Thelma and Louise glasses perched smartly on her
narrow noise. The next day she's be in a fedora
and overalls.
I worked for a schizophrenic that would come into
the office as different people- my desk would be
rearranged, the pictures of my family painstakingly
flipped vertical in there faux wood grain frames.
My friend Mike would slip into a sunburn and third
world countries. He'd talk talk talk about his hippie
parents and the latest shameless namedropper at
the new "It" bar. He'd listen to Jonathon
Richmond while falling in love again with some artist
or baseball player that would break his heart. He
kept losing his keys.
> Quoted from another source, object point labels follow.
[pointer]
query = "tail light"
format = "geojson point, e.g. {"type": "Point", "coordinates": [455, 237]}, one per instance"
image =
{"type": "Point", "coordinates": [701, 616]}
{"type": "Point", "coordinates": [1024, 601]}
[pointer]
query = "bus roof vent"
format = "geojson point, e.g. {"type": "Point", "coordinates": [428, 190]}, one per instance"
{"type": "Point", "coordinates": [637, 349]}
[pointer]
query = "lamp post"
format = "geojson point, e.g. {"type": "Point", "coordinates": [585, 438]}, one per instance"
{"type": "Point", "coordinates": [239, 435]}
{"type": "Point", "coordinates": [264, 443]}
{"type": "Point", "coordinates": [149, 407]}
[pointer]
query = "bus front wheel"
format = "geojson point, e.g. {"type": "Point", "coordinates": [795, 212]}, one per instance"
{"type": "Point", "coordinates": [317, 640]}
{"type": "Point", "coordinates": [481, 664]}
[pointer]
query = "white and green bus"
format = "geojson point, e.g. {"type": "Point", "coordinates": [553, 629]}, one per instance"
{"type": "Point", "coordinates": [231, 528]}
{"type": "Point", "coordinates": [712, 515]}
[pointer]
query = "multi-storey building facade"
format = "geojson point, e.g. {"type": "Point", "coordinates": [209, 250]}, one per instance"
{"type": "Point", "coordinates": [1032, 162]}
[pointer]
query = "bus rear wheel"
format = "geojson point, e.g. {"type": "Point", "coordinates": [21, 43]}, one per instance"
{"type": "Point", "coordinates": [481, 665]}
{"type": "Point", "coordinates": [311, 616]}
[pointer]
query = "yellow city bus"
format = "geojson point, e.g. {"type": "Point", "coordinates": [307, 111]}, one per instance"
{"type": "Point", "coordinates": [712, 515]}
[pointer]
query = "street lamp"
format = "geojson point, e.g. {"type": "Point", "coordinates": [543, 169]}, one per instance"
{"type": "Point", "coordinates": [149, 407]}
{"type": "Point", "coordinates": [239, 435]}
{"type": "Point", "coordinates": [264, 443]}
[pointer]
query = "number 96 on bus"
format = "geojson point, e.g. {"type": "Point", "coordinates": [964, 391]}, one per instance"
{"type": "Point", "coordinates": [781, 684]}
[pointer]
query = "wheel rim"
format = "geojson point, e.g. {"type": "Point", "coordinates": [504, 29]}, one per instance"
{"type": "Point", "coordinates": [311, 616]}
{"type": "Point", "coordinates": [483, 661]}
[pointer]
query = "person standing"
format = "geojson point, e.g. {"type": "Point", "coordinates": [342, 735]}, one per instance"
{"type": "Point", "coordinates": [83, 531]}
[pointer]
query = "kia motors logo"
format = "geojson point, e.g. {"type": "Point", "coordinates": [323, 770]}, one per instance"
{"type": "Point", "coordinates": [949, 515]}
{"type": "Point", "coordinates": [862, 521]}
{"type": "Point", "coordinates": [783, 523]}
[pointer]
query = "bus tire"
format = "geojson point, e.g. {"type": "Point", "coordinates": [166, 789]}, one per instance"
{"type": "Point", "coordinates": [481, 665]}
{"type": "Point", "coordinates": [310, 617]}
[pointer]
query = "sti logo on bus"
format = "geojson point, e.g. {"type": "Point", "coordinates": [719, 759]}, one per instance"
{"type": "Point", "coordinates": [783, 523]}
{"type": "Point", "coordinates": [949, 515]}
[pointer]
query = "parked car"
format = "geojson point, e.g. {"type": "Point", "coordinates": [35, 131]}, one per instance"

He'd drag his long bony frame
over the stucco window ledge at his apartment complex.
Always he fell inward, somersaulting onto his single
mattress thrown on an paper espresso cup strewn
floor. Eventually he got evicted. The last time
I saw him, he was different. He was wandering downtown
San Jose in a muted Hawaiian shirt. He walked past
a "be seen" café, scooping up the
remains of a discarded rice krispie treat.
But these stories aren't quite how I got here. Today
I am wearing part business part freak. Mostly, I
am thinking of the equivalent of my aunts "stories."
Like shoddy daytime TV, the correspondence I watch
unfold through me is there always, emails develop
the latest. They zing past the glow of the monitors
like incoming green Jell-O in a cafeteria food fight.
Always flinging, occasionally flaming, these free-flow
letters have become a sort of obsession for me.
It started when I was informed that I was a pod
person. Then I was downgraded to a marketing weasel.
I started writing for the sale.
It is said to start with the truest sentence you
know. Well, looking at results, the sale is the
eventuality of my efforts. I tell myself that success
is poetry. So far so good.
Except for the persistence of these emails. I seem
to need an editor at night. I dream in genre. I
read the absurd. I need it. I squirrel away these
emails like a refrain from a blues song.